Ad onore del vero, esistono, oltre Il Fatto, altre voci fuori dal coro di unanime peana nei confronti dell’ex Presidente della BCE: Gustavo Zagrebelsky, Paul Ginzborg, Sandra Bonsanti e altri intellettuali firmano un “Appello di Libertà e Giustizia” in cui denunciano che “il secondo governo Conte è stato oggetto di un’imboscata” e che l’ascesa di Draghi segna una “radicale delegittimazione del ceto politico, nella sua totalità”; parimenti sconcertante è “l’assenza di opposizione” e l’abnegazione supina degli organi di informazione impegnati ad esaltare Draghi come “l’uomo della Provvidenza”.

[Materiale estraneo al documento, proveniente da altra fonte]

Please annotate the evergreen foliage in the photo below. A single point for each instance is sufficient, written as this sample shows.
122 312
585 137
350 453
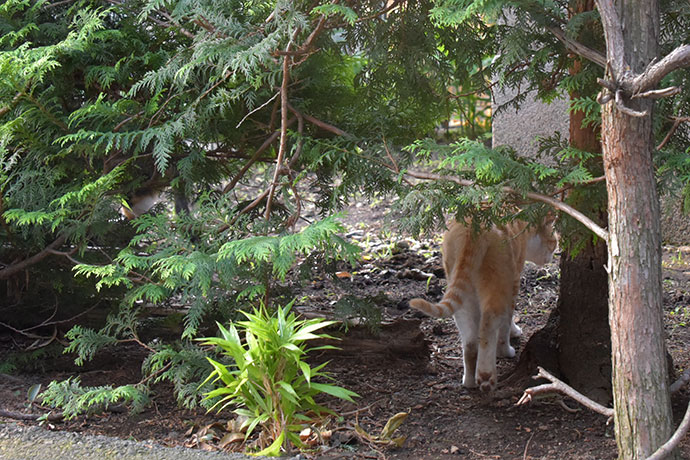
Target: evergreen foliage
269 382
100 101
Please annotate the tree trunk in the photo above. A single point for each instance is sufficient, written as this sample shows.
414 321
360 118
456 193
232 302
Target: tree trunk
641 398
582 304
583 296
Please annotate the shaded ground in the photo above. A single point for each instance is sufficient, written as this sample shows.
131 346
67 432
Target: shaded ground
413 366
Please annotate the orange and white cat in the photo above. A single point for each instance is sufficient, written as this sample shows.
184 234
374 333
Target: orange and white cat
483 275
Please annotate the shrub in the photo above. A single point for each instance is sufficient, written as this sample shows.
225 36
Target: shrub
270 383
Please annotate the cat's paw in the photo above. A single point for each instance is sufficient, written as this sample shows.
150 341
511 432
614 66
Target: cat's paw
468 381
515 330
486 381
505 351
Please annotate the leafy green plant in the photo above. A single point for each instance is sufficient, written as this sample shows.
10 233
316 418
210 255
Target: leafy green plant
270 383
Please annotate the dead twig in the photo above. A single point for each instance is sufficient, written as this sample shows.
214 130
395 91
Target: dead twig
524 454
283 127
557 386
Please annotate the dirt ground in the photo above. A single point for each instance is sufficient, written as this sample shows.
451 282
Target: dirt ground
414 366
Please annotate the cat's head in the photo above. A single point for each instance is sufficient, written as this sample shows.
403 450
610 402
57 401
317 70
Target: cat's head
542 242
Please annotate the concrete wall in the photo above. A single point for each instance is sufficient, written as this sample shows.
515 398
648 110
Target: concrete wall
519 129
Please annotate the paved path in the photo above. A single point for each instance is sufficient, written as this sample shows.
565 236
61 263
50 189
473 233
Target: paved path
36 443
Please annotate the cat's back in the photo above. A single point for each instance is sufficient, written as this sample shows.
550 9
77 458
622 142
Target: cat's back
488 249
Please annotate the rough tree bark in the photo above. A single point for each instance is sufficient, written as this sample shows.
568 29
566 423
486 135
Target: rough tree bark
641 398
583 296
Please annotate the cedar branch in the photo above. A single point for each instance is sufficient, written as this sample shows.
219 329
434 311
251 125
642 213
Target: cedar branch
574 213
663 451
7 272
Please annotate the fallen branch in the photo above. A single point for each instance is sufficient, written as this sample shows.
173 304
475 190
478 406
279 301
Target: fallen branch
666 449
557 386
283 129
52 417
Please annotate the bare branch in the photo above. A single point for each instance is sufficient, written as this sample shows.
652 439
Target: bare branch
676 59
557 386
36 258
283 128
663 451
572 212
613 33
611 86
676 123
253 159
321 124
257 109
578 48
658 93
627 110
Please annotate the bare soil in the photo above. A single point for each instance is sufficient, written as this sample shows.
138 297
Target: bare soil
413 365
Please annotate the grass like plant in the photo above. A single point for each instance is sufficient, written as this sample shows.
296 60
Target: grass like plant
270 383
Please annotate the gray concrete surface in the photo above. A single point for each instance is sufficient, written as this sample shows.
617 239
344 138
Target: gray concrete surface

Come in un giallo che si rispetti, il “Verdetto” è rimandato ai lettori. Si è proprio sicuri che “la vittima del Conticidio sia davvero morta?” O piuttosto, in un magistrale coup de théâtre, il classico maggiordomo (Renzi) sia stato eliminato al posto dell’assassinato? La beffa più divertente di tutto questo brutto pasticciaccio nostrano è che il gabbatore è stato gabbato.